The death of my maternal grandmother, Apong Lumen in 2003, brought the same gloom as when Apong Angel, her husband, died 12 years earlier. Only that the whole Escobar clan had matured then, and we knew that death is inevitable for her advance age. And everyone accepted the fact that her death made way for my mother and her siblings to settle whatever differences and misunderstanding they had before, and for them to account for the estate.
But there’s one scene during the funeral that I will never forget. Milton, my eldest brother and one having the distinction as the unang apo (first grandson), was very silent during the wake and the funeral mass after that. After the mass, as it was the tradition, all of us relatives, went near the coffin for our final respect and for pictorials. Milton maintained his stoic stance unlike most of us who are either sobbing and moaning and gasping for breath. When it was time to close the coffin , my brother asked the procession to stop for a brief moment. He went near the coffin, embraced it, and it was only then that I heard his most mournful cry to date.
There were other deaths in the family, most of them close relatives, but rarely did I attend the wake or funeral. But I couldn’t cry as I did when I was young. Death would just come and go. And for this year, my mother’s cousin who was living in Hawaii died of stroke, and my paternal granduncle died of old age.

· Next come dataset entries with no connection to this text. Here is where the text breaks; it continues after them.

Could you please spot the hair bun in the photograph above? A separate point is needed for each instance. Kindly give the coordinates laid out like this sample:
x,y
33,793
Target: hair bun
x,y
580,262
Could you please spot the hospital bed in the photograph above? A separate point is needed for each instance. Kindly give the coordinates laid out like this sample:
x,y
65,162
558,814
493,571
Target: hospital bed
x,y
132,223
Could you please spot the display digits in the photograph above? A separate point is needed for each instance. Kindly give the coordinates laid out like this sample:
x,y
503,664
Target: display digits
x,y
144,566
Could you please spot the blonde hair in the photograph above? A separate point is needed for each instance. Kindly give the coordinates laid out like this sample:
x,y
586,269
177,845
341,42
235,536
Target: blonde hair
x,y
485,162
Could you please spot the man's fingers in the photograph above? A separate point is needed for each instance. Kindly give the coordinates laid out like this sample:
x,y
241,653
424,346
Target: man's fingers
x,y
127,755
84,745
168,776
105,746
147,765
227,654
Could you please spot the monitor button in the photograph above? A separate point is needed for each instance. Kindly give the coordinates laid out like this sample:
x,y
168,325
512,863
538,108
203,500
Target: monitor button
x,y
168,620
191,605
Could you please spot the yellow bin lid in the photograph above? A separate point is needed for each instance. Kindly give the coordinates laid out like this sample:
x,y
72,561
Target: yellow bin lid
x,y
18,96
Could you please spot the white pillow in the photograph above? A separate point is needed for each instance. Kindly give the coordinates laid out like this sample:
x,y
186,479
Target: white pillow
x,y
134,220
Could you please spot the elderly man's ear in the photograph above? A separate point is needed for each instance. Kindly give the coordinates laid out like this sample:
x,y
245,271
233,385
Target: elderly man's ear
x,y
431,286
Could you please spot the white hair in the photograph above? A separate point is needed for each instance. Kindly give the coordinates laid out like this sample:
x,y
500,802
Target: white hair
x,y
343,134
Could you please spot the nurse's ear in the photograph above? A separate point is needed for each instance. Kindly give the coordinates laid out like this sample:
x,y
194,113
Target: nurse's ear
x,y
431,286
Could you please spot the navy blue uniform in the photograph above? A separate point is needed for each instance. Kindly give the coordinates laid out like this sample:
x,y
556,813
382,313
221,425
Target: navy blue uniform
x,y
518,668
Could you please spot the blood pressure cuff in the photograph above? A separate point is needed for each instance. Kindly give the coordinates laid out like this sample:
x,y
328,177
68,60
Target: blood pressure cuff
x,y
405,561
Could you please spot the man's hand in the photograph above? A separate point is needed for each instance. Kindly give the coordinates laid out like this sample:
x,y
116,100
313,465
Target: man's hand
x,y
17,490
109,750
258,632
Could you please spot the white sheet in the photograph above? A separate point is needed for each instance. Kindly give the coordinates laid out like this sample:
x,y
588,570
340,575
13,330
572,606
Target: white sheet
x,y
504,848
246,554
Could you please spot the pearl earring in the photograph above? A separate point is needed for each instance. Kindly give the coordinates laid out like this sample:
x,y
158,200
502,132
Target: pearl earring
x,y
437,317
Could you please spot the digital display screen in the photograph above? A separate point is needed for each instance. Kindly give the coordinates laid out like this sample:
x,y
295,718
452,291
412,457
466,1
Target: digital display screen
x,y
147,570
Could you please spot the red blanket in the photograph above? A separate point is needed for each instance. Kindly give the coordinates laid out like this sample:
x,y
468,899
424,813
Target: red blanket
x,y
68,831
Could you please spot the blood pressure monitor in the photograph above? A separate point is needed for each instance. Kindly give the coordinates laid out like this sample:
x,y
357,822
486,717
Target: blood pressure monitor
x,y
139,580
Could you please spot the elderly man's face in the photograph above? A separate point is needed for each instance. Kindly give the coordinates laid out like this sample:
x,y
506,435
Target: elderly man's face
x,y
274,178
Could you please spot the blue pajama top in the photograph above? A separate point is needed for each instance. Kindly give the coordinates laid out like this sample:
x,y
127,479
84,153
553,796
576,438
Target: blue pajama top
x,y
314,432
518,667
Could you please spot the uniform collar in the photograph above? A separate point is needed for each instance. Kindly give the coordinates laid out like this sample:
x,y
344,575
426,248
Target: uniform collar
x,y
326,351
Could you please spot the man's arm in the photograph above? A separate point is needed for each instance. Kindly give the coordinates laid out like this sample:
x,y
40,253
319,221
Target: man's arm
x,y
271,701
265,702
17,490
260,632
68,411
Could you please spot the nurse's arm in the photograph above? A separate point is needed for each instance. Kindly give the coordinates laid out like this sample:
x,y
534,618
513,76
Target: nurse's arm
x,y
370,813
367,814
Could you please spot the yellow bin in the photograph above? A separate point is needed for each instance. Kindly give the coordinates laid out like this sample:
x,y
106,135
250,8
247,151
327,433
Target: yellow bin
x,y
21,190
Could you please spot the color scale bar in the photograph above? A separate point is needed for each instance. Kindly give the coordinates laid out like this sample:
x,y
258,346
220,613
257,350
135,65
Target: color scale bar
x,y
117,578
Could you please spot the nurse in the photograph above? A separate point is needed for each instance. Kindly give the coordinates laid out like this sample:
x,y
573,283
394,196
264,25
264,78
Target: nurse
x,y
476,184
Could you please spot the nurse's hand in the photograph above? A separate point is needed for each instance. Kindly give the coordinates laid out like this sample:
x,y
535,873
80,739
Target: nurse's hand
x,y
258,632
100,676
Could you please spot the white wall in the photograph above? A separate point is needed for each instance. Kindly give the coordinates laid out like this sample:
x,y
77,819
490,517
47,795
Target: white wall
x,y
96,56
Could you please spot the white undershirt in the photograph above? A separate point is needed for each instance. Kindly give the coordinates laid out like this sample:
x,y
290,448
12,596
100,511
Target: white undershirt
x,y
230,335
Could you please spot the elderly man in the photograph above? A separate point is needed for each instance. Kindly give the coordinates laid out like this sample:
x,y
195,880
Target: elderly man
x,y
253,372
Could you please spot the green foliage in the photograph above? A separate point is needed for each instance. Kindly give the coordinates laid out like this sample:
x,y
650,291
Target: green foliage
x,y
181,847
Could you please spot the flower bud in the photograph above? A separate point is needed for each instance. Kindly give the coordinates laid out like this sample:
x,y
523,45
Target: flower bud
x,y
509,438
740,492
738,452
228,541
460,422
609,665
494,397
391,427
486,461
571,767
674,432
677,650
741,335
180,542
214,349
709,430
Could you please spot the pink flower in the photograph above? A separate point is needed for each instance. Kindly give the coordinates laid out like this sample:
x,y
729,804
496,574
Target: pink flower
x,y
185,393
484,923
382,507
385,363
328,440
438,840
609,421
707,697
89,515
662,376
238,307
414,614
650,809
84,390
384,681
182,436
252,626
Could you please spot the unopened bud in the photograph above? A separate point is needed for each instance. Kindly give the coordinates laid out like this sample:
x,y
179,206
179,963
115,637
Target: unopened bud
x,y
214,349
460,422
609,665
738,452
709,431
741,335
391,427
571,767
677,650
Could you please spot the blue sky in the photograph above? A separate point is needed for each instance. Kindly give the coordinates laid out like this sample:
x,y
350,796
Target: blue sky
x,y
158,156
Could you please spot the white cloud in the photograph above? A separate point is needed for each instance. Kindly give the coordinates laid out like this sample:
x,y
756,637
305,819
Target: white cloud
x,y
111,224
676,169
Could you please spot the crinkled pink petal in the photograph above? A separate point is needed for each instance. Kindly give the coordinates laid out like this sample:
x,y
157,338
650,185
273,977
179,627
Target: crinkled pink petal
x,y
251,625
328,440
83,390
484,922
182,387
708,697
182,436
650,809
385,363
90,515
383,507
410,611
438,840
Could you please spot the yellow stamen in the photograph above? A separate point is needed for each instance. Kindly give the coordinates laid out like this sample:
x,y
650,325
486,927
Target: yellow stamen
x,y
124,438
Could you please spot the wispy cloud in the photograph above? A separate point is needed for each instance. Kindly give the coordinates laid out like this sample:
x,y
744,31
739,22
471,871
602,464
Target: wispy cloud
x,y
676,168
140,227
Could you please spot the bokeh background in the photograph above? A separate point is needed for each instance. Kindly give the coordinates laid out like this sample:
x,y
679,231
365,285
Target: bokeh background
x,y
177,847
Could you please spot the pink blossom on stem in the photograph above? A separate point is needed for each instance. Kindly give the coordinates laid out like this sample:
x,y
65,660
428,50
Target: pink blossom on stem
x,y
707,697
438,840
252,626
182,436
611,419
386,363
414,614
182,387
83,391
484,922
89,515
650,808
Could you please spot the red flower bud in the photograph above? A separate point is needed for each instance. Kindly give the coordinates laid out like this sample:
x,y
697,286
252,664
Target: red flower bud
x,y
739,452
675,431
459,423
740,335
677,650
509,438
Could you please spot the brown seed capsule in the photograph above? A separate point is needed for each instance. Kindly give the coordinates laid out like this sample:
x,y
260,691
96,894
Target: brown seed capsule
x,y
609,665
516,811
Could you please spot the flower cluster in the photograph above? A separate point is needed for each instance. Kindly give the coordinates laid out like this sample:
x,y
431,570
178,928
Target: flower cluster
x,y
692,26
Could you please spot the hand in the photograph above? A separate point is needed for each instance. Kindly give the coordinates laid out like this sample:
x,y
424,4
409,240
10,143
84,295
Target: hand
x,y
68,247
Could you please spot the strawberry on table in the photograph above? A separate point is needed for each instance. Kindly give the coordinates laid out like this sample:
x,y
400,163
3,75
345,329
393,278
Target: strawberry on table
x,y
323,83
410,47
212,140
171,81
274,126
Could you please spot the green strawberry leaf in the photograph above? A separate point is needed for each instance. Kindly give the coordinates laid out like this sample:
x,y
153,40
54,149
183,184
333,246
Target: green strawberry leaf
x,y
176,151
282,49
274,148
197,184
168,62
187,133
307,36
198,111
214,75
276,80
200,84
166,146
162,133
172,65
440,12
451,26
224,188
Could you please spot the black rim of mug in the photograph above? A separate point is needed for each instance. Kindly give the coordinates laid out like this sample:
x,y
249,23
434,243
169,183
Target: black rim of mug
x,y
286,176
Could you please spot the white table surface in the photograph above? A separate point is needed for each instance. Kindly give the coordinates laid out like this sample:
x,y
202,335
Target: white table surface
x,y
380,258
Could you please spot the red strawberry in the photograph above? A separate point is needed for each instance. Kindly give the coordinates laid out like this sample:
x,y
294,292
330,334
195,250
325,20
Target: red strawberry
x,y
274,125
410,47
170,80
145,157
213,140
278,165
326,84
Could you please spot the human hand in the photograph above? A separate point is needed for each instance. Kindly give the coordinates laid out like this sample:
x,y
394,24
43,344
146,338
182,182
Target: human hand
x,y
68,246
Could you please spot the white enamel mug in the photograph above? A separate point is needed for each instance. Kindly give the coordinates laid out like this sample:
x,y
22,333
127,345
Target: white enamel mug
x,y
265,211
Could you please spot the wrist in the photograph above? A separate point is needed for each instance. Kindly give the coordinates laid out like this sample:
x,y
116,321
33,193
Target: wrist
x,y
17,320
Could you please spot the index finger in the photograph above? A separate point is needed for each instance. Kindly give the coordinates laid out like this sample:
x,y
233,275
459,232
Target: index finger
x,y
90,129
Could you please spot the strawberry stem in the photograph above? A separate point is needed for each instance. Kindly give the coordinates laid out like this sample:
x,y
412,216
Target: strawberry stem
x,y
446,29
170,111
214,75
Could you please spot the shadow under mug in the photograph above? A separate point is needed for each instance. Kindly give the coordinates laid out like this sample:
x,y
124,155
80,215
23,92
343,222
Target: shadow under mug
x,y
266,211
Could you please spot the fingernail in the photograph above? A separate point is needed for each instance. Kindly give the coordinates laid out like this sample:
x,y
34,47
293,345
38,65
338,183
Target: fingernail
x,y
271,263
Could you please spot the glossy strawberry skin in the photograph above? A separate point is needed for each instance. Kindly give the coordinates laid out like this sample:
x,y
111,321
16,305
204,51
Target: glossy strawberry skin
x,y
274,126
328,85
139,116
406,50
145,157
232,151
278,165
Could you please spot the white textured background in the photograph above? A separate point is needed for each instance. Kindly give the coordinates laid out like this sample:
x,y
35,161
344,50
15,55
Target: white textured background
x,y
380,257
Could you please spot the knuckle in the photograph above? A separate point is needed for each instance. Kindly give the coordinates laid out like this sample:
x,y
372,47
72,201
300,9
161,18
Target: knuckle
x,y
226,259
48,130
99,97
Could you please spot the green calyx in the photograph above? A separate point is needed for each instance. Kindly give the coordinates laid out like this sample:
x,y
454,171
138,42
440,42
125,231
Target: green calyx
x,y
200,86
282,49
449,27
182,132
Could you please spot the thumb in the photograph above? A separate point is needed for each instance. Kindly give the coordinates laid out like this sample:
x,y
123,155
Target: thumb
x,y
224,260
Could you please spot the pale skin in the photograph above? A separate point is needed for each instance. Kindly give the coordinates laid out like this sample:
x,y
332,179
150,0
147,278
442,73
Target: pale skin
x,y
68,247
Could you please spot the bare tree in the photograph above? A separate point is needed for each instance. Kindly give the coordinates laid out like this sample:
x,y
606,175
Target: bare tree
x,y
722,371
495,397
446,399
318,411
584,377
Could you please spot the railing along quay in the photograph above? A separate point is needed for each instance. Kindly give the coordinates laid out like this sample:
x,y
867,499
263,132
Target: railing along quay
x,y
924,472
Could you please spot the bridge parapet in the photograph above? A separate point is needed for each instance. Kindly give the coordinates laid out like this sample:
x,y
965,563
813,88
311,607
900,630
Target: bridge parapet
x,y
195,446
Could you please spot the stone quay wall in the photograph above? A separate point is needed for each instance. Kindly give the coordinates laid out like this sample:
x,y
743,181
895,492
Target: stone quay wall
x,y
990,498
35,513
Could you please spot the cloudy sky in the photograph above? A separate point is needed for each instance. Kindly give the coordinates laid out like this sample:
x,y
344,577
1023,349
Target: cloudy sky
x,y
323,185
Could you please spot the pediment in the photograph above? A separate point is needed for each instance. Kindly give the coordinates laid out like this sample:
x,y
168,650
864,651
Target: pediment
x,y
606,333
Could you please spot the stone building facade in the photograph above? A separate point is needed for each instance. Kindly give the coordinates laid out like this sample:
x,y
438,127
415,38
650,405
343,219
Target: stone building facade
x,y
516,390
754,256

But the death early this year of my sister-in-law’s husband due to heatstroke was one of my saddest times. It was so sudden. Only a month earlier, Kuya Rudy was in our house to celebrate with his granddaughter who, with her mother, lived with us in Bulacan in the duration of the young girl’s daycare education. Our family had a good time with him in SM Marilao for my children’s recognition day. He had been very helpful in times of our need, like when we needed a repairman for our electrical connections in the house, or a helping hand during a handaan (party) for some important occasion.
But with his funeral, I didn’t cry for him, because I know he’s in a very peaceful place now. My stifled cry went for those he left behind. His wife, who was now left alone to tend for the family. A daughter and a daughter-in-law who were both pregnant that time, their unborn no longer have the opportunity to see their grandfather alive.
It was Kuya Rudy’s grave, along with my father-in-law’s, in South Cemetery in Makati that my wife, my three kids and I visited yesterday, a day earlier than the usual time for the observance of All Soul’s day. Only a year ago, in this same cemetery, Kuya Rudy was with us, so full of life, while the whole family lit candles for our dead. Now he’s on the other side, and the thought of it made me really sad.
But the melancholy will not last forever, I’m pretty sure. And our natural course is to live and then wait for our own time to depart this life. Why not, if we the living live deeply enough, then we have no fear of death.